Plus as a pp has said, they also have to pay out a lot of money for the up keep of their qualifications.

It doesn’t matter that they have been set up to fail with a 35% demand…

Newchapterbeckons · 04/01/2024 10:44

IpsyUpsyDaisyDoos · 04/01/2024 10:41

Firstly, not a doctor and therefore not something I have any control over.

Secondly, what makes 13% a "reasonable" amount? Have you done all the maths for all the budgets of all the doctors? Have you factored in the responsibility and the inflation and the rising cost of living?

Where is the 13% coming from anyway? How is that funded any more easily than the 35% over several years?
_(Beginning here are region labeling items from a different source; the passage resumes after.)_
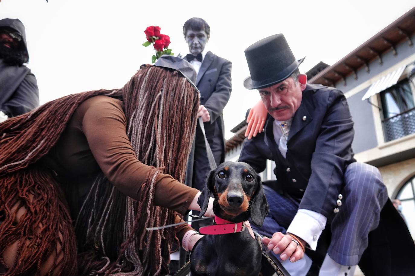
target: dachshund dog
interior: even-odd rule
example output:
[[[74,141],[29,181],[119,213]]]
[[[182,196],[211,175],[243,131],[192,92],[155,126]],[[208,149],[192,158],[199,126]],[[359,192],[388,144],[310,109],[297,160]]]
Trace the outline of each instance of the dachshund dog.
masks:
[[[215,221],[227,221],[227,227],[236,228],[235,231],[242,228],[242,231],[206,235],[198,241],[190,257],[191,275],[258,275],[261,269],[261,248],[247,230],[243,230],[243,222],[250,218],[255,224],[262,226],[269,212],[261,178],[246,163],[222,163],[210,172],[199,197],[200,216],[207,209],[211,193],[215,198]],[[243,226],[237,227],[236,223],[241,222]],[[214,225],[219,226],[205,227],[217,227],[220,231],[224,228],[222,223]],[[203,228],[200,229],[201,233]]]

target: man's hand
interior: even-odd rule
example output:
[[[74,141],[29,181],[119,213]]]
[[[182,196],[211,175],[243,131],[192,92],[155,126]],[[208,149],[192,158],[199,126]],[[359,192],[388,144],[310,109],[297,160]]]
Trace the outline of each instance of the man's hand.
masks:
[[[305,242],[300,238],[298,239],[305,246]],[[291,262],[294,262],[303,259],[304,252],[301,247],[292,240],[292,237],[280,232],[274,233],[271,239],[266,237],[262,238],[262,242],[269,250],[273,251],[276,254],[281,254],[281,259],[285,261],[289,259]]]
[[[199,106],[199,110],[198,110],[198,117],[201,117],[202,120],[203,122],[209,122],[210,120],[210,115],[209,114],[209,111],[203,105],[201,104]]]
[[[262,101],[260,101],[251,108],[249,114],[247,118],[248,125],[245,132],[245,137],[250,139],[252,137],[255,137],[258,133],[262,132],[265,125],[268,111],[264,105]]]

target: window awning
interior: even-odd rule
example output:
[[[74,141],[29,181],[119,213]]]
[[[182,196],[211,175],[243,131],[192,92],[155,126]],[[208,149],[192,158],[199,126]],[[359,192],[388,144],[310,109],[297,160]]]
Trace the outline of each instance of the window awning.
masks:
[[[369,98],[374,95],[376,95],[393,85],[396,84],[396,83],[398,82],[398,80],[402,75],[402,73],[403,72],[403,70],[405,70],[406,67],[406,65],[400,67],[393,72],[391,72],[387,75],[383,76],[372,84],[367,91],[363,96],[363,98],[362,98],[362,101]]]

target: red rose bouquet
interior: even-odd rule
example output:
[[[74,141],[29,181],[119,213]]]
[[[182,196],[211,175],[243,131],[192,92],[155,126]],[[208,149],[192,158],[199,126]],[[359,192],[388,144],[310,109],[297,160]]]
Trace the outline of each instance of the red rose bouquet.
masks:
[[[160,27],[150,26],[147,27],[144,33],[146,34],[147,41],[143,43],[143,46],[148,47],[152,45],[156,51],[156,54],[151,57],[151,63],[154,63],[158,58],[163,55],[173,55],[171,49],[168,48],[170,44],[170,37],[160,33]]]

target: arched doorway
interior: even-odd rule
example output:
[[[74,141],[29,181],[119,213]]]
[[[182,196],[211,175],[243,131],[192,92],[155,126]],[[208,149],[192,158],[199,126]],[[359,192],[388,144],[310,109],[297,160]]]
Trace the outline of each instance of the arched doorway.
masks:
[[[412,238],[415,240],[415,175],[402,186],[396,198],[402,202],[402,214]]]

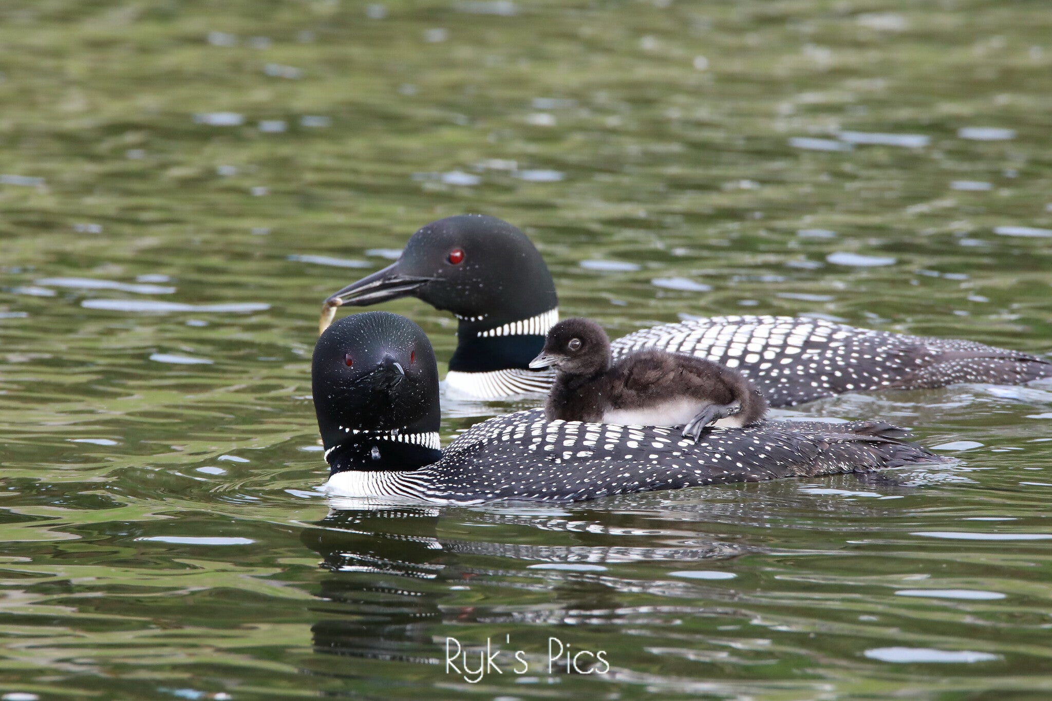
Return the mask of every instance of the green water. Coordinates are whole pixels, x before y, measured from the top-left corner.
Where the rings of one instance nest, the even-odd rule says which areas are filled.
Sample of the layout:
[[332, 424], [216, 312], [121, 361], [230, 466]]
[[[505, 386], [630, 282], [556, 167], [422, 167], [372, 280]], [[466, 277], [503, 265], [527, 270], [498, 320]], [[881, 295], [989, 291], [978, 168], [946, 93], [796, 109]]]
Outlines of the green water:
[[[613, 334], [812, 313], [1045, 352], [1050, 37], [1040, 0], [0, 3], [0, 687], [1049, 698], [1052, 386], [798, 409], [973, 441], [918, 488], [370, 510], [313, 490], [308, 358], [375, 249], [465, 211]], [[449, 357], [450, 317], [385, 308]], [[447, 404], [443, 438], [519, 406]], [[447, 674], [447, 636], [503, 674]], [[549, 637], [609, 672], [549, 674]]]

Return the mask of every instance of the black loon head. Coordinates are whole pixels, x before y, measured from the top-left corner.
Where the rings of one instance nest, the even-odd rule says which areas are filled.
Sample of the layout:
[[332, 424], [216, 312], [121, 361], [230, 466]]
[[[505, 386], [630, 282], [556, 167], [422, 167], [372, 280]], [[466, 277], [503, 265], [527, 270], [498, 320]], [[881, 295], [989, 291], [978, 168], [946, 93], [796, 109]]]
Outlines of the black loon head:
[[555, 284], [522, 231], [483, 214], [447, 217], [412, 234], [401, 257], [330, 295], [327, 308], [416, 296], [460, 319], [450, 370], [526, 368], [558, 318]]
[[310, 366], [325, 457], [341, 470], [429, 465], [439, 450], [439, 372], [419, 326], [383, 311], [340, 319]]
[[571, 375], [594, 375], [610, 369], [610, 338], [590, 318], [567, 318], [548, 331], [541, 354], [529, 367], [554, 367]]
[[559, 304], [551, 273], [526, 234], [483, 214], [431, 222], [412, 234], [398, 261], [329, 301], [358, 307], [409, 295], [487, 327]]

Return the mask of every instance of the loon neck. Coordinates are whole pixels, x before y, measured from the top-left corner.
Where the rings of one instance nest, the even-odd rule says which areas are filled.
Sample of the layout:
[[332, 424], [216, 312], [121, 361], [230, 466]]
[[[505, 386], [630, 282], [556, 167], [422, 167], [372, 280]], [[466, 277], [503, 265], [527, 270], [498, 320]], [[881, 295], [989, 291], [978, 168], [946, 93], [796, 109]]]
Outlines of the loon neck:
[[325, 451], [329, 475], [358, 471], [416, 470], [442, 457], [438, 432], [345, 430], [346, 438]]
[[491, 372], [529, 368], [544, 348], [548, 329], [559, 322], [559, 308], [527, 318], [458, 316], [457, 350], [449, 358], [456, 372]]

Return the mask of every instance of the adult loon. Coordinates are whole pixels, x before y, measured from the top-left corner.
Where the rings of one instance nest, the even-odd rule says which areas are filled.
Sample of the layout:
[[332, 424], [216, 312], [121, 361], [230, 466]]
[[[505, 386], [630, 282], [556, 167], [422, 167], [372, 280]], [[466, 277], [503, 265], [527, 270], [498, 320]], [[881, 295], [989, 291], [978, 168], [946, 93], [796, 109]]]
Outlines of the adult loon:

Who is paying for it?

If that's your solution, provide your workings out.

So you think it should be lower?

Ariela · 04/01/2024 10:46

Flatulence · 04/01/2024 10:02

This is true.
But most junior docs aren't in their first jobs.
"Junior doctors" aren't just newly qualified (F1, F2 doctors) - it applies to (almost) all non- consultants.
It takes - for most - at least a decade to become a consultant after graduating.
It takes many others longer.
Junior docs - especially women - are frequently in their mid 30s or older; junior docs are not - for the most part - newly qualified.
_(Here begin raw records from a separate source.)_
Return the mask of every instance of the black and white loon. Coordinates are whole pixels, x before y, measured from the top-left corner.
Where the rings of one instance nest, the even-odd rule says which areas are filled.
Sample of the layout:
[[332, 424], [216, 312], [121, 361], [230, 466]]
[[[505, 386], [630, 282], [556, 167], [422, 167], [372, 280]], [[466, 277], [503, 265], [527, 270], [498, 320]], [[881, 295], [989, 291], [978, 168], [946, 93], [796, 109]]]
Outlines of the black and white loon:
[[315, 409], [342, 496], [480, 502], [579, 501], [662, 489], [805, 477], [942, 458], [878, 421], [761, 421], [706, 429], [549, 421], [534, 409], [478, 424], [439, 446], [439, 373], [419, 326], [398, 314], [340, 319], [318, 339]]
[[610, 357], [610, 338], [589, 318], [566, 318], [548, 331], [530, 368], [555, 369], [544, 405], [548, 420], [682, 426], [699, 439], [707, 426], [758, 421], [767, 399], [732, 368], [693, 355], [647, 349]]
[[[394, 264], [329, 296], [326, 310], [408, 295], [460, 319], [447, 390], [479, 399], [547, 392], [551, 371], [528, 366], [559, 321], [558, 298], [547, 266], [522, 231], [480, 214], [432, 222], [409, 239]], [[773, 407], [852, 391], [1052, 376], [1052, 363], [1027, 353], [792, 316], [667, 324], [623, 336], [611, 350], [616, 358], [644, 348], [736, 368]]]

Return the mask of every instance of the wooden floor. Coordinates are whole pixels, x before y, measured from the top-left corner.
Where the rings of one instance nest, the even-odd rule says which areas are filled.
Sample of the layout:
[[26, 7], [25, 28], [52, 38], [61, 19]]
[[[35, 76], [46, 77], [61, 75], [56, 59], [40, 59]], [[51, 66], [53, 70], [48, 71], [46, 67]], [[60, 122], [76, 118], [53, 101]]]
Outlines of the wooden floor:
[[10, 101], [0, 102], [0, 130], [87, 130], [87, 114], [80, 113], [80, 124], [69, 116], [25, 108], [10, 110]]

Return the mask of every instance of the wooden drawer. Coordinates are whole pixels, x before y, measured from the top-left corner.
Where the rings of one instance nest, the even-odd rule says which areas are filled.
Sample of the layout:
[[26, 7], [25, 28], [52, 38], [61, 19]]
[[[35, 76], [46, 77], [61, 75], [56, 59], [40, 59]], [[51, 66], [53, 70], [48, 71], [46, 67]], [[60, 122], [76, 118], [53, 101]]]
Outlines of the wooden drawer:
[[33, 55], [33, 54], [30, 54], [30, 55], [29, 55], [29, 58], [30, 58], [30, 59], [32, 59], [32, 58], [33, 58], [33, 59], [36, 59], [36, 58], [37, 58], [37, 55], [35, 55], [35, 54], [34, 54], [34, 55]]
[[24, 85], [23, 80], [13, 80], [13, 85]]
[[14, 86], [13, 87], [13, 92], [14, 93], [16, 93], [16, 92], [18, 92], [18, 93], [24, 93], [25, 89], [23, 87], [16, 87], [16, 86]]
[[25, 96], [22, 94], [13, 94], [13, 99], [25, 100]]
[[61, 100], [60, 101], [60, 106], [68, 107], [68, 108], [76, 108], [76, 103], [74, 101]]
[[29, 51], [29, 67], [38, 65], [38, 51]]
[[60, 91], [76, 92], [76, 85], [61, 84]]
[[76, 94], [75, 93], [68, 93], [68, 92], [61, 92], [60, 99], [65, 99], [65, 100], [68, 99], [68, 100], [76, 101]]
Junior doctors earn £14 an hour in their first year, but they earn a lot more in subsequent years - I looked it up on the BMA website - https://www.bma.org.uk/pay-and-contracts/pay/junior-doctors-pay-scales/pay-scales-for-junior-doctors-in-england, a second year foundation doctor gets 5k more than first year. Does it happen like that in most graduate jobs? I also see there are allowances for on call, and weekends etc. I know in many graduate jobs you're expected to do the extra hours to finish projects as part of the job, you're not paid 'hourly' or overtime.
Starting salaries as junior doctors are still 5k above average graduate pay, but it is the earning potential that ultimately makes it worthwhile. I don't disagree that junior doctors don't deserve more, but I don't understand why they need 'so much more 35%' when they do have considerable ability to not only earn more but also to increase their earnings far above that of your average graduate.

You won't get that peak of career pay with an degree in eg agriculture for example. However one could argue it's likely you'll have less stress and responsibility, and a far nicer 'office', but you'll be unlikely to get on call allowances, overtime or even weekend 3-15% extra.... and chances are you'll have to work every weekend in summer harvest.
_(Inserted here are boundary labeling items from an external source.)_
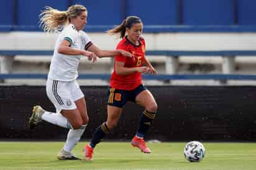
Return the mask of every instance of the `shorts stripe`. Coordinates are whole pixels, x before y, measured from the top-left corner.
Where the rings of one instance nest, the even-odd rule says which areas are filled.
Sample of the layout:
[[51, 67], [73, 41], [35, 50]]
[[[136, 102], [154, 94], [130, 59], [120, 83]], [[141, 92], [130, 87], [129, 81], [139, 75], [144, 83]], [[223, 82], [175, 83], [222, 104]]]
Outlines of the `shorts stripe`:
[[53, 80], [52, 84], [52, 92], [53, 93], [54, 97], [55, 97], [56, 100], [60, 105], [63, 105], [64, 102], [62, 101], [60, 96], [57, 93], [57, 86], [58, 86], [58, 81]]
[[110, 89], [110, 94], [109, 94], [109, 104], [112, 104], [114, 102], [114, 91], [115, 91], [114, 88], [111, 88]]

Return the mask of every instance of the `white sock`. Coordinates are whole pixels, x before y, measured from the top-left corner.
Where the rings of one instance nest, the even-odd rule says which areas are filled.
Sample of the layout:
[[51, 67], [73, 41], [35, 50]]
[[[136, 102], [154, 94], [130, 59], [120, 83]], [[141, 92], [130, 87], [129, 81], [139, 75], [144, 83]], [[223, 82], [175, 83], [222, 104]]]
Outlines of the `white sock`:
[[63, 150], [68, 152], [74, 148], [75, 146], [80, 140], [81, 136], [83, 134], [87, 125], [83, 125], [80, 129], [70, 129], [68, 131], [68, 136], [66, 136], [66, 143], [64, 145]]
[[45, 111], [44, 114], [42, 115], [42, 119], [52, 124], [57, 125], [69, 129], [73, 128], [68, 120], [61, 114], [56, 114]]

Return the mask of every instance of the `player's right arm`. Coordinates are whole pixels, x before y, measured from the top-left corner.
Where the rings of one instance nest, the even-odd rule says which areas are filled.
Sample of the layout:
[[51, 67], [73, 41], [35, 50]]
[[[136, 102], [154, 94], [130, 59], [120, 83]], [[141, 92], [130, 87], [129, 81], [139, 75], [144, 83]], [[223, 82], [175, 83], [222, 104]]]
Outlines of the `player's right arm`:
[[141, 73], [147, 73], [149, 68], [146, 66], [142, 67], [124, 67], [124, 63], [122, 61], [116, 61], [115, 64], [116, 73], [119, 75], [127, 75], [136, 72]]
[[93, 52], [85, 50], [74, 49], [70, 47], [70, 42], [68, 40], [63, 40], [58, 48], [58, 53], [67, 55], [84, 55], [88, 56], [88, 60], [93, 60], [93, 62], [97, 60], [97, 56]]

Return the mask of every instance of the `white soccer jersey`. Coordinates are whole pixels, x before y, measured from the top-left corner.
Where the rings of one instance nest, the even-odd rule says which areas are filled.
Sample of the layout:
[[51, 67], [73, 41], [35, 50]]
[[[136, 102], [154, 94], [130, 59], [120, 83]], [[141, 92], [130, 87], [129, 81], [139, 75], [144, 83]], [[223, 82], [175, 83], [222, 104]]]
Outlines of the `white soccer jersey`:
[[78, 76], [78, 68], [80, 58], [85, 56], [66, 55], [58, 53], [58, 48], [63, 40], [69, 41], [72, 48], [79, 50], [84, 50], [85, 48], [87, 50], [92, 43], [85, 32], [78, 31], [71, 24], [66, 25], [58, 37], [48, 78], [63, 81], [73, 81]]

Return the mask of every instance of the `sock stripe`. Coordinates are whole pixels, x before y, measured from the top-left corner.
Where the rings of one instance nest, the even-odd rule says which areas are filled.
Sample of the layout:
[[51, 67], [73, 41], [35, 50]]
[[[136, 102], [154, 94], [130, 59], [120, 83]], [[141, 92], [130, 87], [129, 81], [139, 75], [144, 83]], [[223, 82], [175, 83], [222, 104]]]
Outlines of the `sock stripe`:
[[63, 105], [64, 104], [64, 102], [60, 98], [60, 96], [58, 94], [57, 86], [58, 86], [58, 81], [53, 80], [53, 83], [52, 84], [52, 92], [53, 93], [54, 97], [55, 97], [55, 99], [58, 102], [58, 104], [60, 105]]
[[81, 127], [80, 129], [85, 129], [86, 128], [86, 127], [87, 127], [87, 125], [83, 125]]
[[106, 125], [106, 123], [103, 123], [101, 126], [101, 130], [103, 131], [103, 132], [105, 133], [106, 134], [107, 134], [109, 133], [109, 130], [107, 125]]
[[68, 120], [66, 120], [66, 127], [69, 129], [73, 129], [72, 126], [70, 125], [70, 122], [68, 122]]
[[143, 112], [143, 114], [147, 116], [147, 117], [153, 119], [155, 119], [155, 113], [153, 113], [153, 112], [149, 112], [147, 110], [145, 110], [144, 112]]

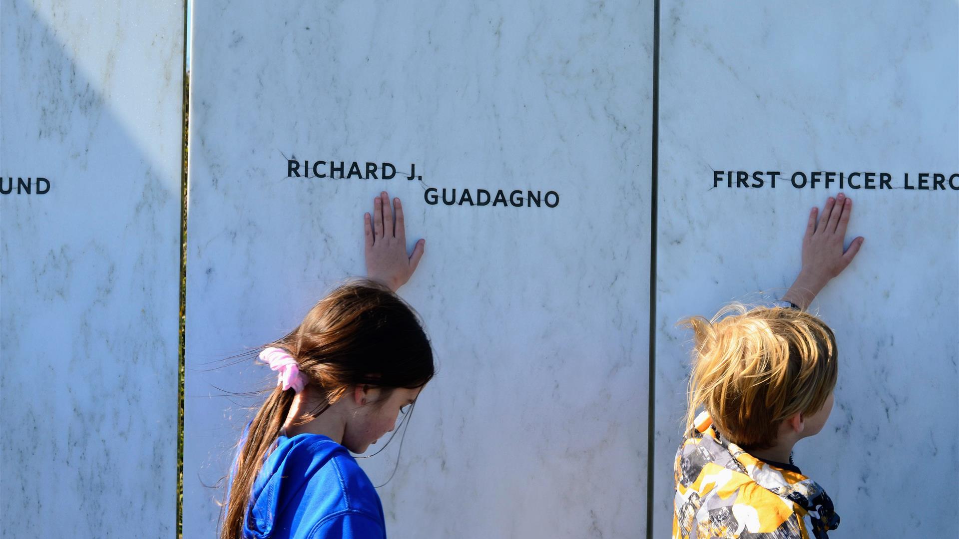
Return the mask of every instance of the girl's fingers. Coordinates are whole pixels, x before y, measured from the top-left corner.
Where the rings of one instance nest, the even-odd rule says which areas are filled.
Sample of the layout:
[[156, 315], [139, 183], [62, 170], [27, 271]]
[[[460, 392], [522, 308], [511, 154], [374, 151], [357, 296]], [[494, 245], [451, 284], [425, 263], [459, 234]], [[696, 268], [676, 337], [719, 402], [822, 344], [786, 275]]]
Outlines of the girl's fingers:
[[387, 238], [393, 237], [393, 204], [389, 201], [389, 196], [384, 191], [380, 194], [383, 199], [383, 235]]
[[859, 252], [859, 247], [862, 246], [862, 243], [866, 241], [865, 238], [859, 236], [858, 238], [853, 240], [853, 243], [849, 245], [849, 248], [842, 255], [843, 269], [849, 266], [853, 259], [855, 258], [855, 253]]
[[363, 215], [363, 231], [366, 250], [369, 250], [369, 247], [373, 246], [373, 224], [370, 223], [369, 213]]
[[816, 215], [819, 214], [819, 208], [812, 208], [809, 212], [809, 222], [806, 223], [806, 237], [808, 238], [816, 231]]
[[409, 255], [410, 274], [412, 274], [412, 272], [416, 270], [416, 267], [419, 266], [419, 260], [423, 258], [424, 250], [426, 250], [426, 240], [416, 242], [416, 246], [413, 247], [413, 253]]
[[846, 198], [840, 193], [836, 197], [835, 204], [832, 206], [832, 213], [830, 214], [830, 222], [826, 223], [826, 231], [832, 233], [836, 231], [836, 226], [839, 225], [839, 217], [842, 215], [843, 206], [846, 205]]
[[394, 235], [396, 236], [396, 239], [400, 241], [400, 245], [406, 246], [407, 229], [403, 221], [403, 205], [400, 203], [399, 199], [393, 199], [393, 205], [396, 207], [396, 231], [394, 232]]
[[377, 197], [373, 199], [373, 236], [383, 237], [383, 198]]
You have to take the rough with the smooth. I don't think people think like that these days, they want it all and they want it now.

My best friend's father always used to say he knew his civil service job was OK on pay, but he knew he could earn more if he went into business. However he knew ultimately his civil service pension would win out in the end, he retired before he was 60 and luckily he lived till his 90s - he 'earned' more in pension than he ever earned as a civil servant.

Wallet and notes illustration

Pay scales for junior doctors in England

The basic pay scales and salary for junior doctors in NHS training in England for 2019-2020.

https://www.bma.org.uk/pay-and-contracts/pay/junior-doctors-pay-scales/pay-scales-for-junior-doctors-in-england

TinkerTiger · 04/01/2024 10:47

Peasand · 03/01/2024 22:57

£14/hour no additional payments for 12,5 hour night shifts and weekend shift work

Edited

stares in nanny hourly rate

and yes yes I know their salaries go up considerably over the years and private industry pay is different, but I do find it shocking considering the qualifications and training involed

IpsyUpsyDaisyDoos · 04/01/2024 10:47

@Newchapterbeckons I don't know what would be reasonable as I have no sight of the doctor's earnings or the country's budgets. But, unless you're Jeremy Hunt neither do you. And from reading all of your comments, you have no clue about most of the issues you're arguing over. You're just arguing for the sake of it, given you change your stance on everything as soon as someone corrects you and have no facts to back any of it up.